OpenAI inks $38 billion AWS deal to power next-gen AI
Seven-year cloud commitment
OpenAI on Wednesday announced a seven-year agreement to buy up to $38 billion worth of cloud-computing services from Amazon Web Services, locking in the processing power it needs to keep training large AI models and run products like ChatGPT. The deal deepens a relationship that had been growing quietly for months, and it gives Amazon a marquee AI customer at a time when major cloud providers are racing to secure long-term workloads. For OpenAI, the arrangement means it can plan multi-year model upgrades—bigger context windows, more agents, more multimodal features—without worrying each quarter about GPU availability. The company said the spending will be phased, giving it flexibility if AI demand cools or if better chips arrive sooner than expected.
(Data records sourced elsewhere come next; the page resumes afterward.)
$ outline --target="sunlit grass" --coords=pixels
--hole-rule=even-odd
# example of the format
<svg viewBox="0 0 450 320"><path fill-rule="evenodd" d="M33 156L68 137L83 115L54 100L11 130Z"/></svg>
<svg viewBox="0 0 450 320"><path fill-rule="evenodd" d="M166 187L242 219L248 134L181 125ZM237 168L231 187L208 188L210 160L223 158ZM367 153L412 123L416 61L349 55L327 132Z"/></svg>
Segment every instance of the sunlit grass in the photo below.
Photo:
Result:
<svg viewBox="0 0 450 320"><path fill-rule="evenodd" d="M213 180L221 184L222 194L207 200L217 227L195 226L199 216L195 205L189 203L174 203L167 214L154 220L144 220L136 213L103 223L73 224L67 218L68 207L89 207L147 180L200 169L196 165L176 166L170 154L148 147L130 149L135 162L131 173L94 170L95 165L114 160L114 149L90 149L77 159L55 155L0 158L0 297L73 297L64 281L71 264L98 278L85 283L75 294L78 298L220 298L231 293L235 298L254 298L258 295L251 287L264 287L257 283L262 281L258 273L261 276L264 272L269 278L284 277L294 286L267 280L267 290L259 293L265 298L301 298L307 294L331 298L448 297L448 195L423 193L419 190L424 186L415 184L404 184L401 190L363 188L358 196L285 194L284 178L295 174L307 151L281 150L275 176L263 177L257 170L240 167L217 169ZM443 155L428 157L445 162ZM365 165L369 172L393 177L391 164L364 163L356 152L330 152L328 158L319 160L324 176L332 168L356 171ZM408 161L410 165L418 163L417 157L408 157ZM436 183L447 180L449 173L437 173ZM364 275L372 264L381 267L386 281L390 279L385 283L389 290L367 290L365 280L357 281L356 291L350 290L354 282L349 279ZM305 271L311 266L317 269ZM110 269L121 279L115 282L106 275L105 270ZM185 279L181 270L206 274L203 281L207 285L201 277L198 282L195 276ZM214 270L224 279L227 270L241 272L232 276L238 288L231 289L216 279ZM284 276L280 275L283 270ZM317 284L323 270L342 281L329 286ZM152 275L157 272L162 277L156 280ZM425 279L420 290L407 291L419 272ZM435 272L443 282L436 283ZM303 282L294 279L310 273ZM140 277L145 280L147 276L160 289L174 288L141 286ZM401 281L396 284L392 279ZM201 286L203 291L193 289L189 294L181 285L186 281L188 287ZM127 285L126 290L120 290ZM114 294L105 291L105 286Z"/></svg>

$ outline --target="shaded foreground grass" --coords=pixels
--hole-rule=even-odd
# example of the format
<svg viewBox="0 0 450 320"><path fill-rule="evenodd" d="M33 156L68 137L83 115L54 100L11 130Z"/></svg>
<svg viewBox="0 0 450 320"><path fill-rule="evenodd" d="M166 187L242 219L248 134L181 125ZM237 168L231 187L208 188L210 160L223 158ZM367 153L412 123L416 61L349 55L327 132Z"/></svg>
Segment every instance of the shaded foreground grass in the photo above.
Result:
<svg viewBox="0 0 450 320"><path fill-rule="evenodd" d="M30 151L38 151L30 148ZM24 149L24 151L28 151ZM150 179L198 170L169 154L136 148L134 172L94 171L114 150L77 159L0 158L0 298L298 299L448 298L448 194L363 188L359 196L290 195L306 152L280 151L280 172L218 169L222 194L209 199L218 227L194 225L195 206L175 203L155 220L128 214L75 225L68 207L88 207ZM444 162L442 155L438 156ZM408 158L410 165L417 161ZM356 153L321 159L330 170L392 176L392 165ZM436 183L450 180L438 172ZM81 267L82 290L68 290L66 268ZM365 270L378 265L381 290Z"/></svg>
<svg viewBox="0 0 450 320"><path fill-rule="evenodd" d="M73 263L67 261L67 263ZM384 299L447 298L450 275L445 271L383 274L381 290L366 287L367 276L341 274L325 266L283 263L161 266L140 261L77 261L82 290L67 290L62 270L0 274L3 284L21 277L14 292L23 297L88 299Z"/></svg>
Competitive and regulatory implications
Analysts said the pact underscores how capital-intensive frontier AI has become and could push rivals such as Anthropic, Google and Meta to sign similarly large infrastructure commitments. Regulators in the U.S. and Europe are likely to study whether a few powerful labs tying up compute with a few cloud giants will make it harder for startups to get priority access to the latest chips. Amazon, for its part, gains a headline customer to show investors it is not ceding generative AI to Microsoft’s Azure, even though Microsoft still owns a substantial stake in OpenAI’s parent entity. The timing, as governments talk austerity while private firms pour tens of billions into AI, highlights the growing gap between public-sector digital capacity and what the top AI companies can finance.